One of those 10 accidents occurred on the set of this show. “Day two I broke my collar bone and wrecked a bike,” he said unabashedly. “Older machines function in a very different way. I was pushing it to its limits already, and then I made the mistake of thinking it was a modern motorcycle, and I was on the ground and in pain before I even realized what happened,” he recalls. “My first thought was, ‘Oh no, I wrecked their bike,’ but they built a hundred of them.”

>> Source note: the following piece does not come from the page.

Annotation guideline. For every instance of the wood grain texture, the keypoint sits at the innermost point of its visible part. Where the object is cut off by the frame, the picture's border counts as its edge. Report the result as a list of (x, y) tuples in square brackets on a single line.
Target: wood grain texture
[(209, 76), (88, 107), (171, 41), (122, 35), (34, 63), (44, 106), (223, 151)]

To be precise, they—Alex Wheeler and his team—built 80 bikes in total. Wheeler was the lead bike fabricator for the show, and has worked on Black Sails and a remake of Mad Max that ultimately wasn’t released. It’s safe to say the man is a genius. He built these bikes from scratch to look and ride exactly like authentic old school Harleys, and he knew nothing about bikes beforehand. When Paste was on the set, even a Harley expert couldn’t tell the difference between his creations and the originals. What he discovered throughout the process was that the older models are incredibly difficult to start. “We couldn’t do it, the stunt guys couldn’t do it,” Wheeler recalls, laughing. “Funnily enough the only guy who got it off the bat was Michiel. He got on it and rode. My crew and the stunters were standing here going, ‘Well this is embarrassing.’ It’s not like a normal bike, but Michiel got on it and went off. We can’t get him off the thing. He had a lot of fun on them.”
No matter what their level of expertise, however, everyone took a three week crash (no pun intended) course in the technical side of the bikes before they started filming.
Put those few weeks, months on set in Bucharest, Romania (a stand-in for early 1900s Milwaukee) and a formed friendship between three actors that made their on-screen friendship that much more realistic, and you get a somewhat factual telling of three very different men searching for the same thing over 35 years: success. They compete with up-and-coming brands (in this case, Indian Motorcycles) and struggle through lots of failures, but ultimately create one of the most iconic brands in U.S. history.
As Donnelly aptly puts it, Harley and the Davidsons is a show concerned with all that it takes to create your own slice of the American dream.
The 3-night special of Harley and the Davidsons airs on Discovery, September 5 at 9/8c.